Transportation

Why Higher Fares Would Be Good for Public Transit

If transit is really to thrive in the United States, agencies need to reconsider their reliance on taxpayer subsidies.
Flickr user Mr.TinDC

Low transit fares have a long tradition in American cities. In his 1921 reelection campaign, Mayor John F. Hylan called the nickel fare a "property right" of New Yorkers, even though inflation during World War I had raised wages, and turned what had been a profitable fare for the transit companies into a fare that guaranteed ongoing losses, eventually requiring a government takeover. New York was only somewhat ahead of the national curve. In the 1960s, a variety of pressures put for-profit transit systems in terminal bankruptcy, and public subsidy of transit fares became the norm across the United States. Since then, the price of a transit ride has been a permanently politicized number.

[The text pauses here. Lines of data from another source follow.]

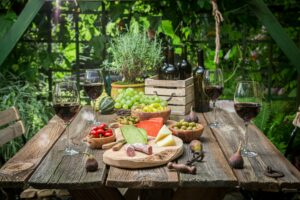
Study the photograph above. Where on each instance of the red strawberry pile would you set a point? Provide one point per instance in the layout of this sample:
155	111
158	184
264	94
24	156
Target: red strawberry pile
101	131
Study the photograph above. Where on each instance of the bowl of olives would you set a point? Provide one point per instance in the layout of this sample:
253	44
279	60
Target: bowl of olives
187	131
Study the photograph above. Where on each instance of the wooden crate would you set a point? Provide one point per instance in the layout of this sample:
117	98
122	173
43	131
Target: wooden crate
182	90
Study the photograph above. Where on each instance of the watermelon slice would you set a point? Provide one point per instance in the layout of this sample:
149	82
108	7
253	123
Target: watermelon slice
152	125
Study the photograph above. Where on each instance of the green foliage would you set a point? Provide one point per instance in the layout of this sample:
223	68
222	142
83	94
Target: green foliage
33	109
275	120
134	55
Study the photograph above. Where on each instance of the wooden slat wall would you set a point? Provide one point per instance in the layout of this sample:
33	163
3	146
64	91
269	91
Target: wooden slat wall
18	169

The political focus on the fare assumes that only one aspect of the overall transit experience—the price of a ride—is the overriding concern to a rider. But this isn't always the case. With America's transit systems woefully underinvesting in their own capital infrastructure, it is time to consider whether the interests of the riders themselves are actually served by an approach that prioritizes low fares over high-quality service. And with transportation patterns beginning to break from the car-focus of the last 60 years, it is also time to think about whether we can break from the model of pricing transit in a way that structurally loses money.